The main brain still owns:
- whether to answer
- whether to
[SKIP] - whether to take the floor
- whether to pause, duck, or ignore music when it is asked to respond
Ambient Thought Surface
Text initiative and voice thought generation are the same behavioral concept:
- Clanker is ambient
- he accumulates room context
- he periodically considers whether he has something worth surfacing
- he can keep a pending thought around long enough to refine it, replace it, or drop it
- he may still choose silence
They differ only in delivery:
- text ambient thought surfaces as a post
- voice ambient thought surfaces as a spoken utterance
- text ambient-thought eagerness shapes this ambient surface only; it should not gate clearly active text follow-ups
Both transports now support a lightweight pending-thought queue rather than a pure one-shot draft. The queue is not a second mind or a hidden script. It is just short-lived continuity for the same ambient attention surface:
Your current thought: ...- re-check the room
- decide whether to surface it now, keep it for later, or let it go
The shared design goal is one ambient attention model with multiple transports, not two unrelated “initiative engines.”

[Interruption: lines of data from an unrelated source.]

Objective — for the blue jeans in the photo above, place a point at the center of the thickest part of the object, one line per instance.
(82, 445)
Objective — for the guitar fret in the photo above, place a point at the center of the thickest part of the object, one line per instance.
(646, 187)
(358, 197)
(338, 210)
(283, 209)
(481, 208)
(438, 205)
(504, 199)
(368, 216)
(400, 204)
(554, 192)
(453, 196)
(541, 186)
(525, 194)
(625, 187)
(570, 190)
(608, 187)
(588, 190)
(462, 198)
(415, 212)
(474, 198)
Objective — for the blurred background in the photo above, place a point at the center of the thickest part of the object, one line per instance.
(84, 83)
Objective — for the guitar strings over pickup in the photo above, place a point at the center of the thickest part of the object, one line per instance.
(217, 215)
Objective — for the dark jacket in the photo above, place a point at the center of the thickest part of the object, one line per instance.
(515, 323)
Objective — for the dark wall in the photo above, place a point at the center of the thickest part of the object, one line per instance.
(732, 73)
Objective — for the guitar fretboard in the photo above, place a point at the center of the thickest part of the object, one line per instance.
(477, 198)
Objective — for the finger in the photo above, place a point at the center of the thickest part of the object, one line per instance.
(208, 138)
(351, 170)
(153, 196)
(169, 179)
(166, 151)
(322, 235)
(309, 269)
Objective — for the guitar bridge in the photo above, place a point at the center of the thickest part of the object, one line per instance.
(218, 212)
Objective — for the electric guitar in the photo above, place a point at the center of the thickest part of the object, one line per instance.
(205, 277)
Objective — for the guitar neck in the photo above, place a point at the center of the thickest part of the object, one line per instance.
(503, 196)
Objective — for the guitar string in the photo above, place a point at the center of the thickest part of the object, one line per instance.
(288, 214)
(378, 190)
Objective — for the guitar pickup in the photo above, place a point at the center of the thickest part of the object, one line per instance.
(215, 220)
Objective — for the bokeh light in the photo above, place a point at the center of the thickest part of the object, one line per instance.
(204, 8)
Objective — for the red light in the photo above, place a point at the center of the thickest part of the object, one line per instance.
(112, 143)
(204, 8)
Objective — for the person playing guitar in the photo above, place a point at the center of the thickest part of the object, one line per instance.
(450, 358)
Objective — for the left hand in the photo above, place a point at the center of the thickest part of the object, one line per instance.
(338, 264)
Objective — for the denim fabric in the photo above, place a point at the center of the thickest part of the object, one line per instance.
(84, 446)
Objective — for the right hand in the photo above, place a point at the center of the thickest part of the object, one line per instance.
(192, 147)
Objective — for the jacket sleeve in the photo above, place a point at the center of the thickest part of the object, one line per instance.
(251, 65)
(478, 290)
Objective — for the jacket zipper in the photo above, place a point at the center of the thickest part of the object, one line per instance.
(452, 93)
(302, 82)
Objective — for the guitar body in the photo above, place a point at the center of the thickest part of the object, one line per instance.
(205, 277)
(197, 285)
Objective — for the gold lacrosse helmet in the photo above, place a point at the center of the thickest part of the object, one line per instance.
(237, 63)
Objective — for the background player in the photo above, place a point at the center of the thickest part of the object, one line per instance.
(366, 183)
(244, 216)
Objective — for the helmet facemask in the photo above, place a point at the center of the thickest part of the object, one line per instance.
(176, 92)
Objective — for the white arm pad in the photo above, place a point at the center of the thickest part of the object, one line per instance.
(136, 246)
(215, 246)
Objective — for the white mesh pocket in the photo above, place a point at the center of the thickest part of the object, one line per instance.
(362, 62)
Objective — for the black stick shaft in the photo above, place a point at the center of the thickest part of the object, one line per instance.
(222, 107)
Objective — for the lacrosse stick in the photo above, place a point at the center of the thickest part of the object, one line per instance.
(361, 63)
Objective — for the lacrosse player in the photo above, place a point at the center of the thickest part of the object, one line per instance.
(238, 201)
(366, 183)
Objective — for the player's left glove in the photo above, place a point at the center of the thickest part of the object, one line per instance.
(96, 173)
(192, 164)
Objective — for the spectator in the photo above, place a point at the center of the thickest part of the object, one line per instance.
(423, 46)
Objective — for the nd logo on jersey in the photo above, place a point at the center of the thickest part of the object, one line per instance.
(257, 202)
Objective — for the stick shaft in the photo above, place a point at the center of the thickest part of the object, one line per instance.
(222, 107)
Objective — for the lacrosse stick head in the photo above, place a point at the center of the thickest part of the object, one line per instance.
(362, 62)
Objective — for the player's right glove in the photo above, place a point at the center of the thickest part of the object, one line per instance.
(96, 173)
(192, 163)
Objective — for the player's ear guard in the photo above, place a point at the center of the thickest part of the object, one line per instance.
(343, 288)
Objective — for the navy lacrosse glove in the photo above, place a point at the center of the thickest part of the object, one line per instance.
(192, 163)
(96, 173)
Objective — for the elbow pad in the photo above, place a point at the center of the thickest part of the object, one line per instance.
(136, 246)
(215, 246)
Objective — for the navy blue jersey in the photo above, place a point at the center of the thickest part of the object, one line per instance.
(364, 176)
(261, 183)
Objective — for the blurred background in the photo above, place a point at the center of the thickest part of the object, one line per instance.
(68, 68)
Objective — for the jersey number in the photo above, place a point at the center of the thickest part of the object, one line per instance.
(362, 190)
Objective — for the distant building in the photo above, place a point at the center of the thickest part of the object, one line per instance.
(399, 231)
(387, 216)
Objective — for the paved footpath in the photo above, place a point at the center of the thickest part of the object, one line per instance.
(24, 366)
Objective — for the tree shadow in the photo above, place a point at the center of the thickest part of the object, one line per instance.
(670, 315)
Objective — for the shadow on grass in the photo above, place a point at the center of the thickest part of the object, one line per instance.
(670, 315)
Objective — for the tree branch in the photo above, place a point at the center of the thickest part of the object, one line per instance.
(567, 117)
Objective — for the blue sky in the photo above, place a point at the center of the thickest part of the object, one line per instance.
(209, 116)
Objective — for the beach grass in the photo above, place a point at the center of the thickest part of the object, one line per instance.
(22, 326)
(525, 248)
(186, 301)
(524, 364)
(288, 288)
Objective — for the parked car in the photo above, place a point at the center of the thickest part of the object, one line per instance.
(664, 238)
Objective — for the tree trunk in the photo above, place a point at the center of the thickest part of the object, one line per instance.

Relationship To The Current Runtime
This document is the canonical behavioral model.
Current implementation is intentionally distributed across several systems rather than one literal shared module:
- text reply admission and recent windows
- text initiative
- voice reply admission and wake/direct-address handling, including bridge-required and optional full-brain classifier-first cost gates
- voice thought generation
- music wake latch and floor-control overlays
That distribution is acceptable as long as the product contract holds:
- relevant continuity can carry across text and voice
- text and voice still keep their own floor-taking rules
- docs keep describing one bot rather than two separate modality-specific minds
Product language: Clanker should feel like one person whose attention can shift across text and voice, while each medium still follows its own natural floor-taking rules.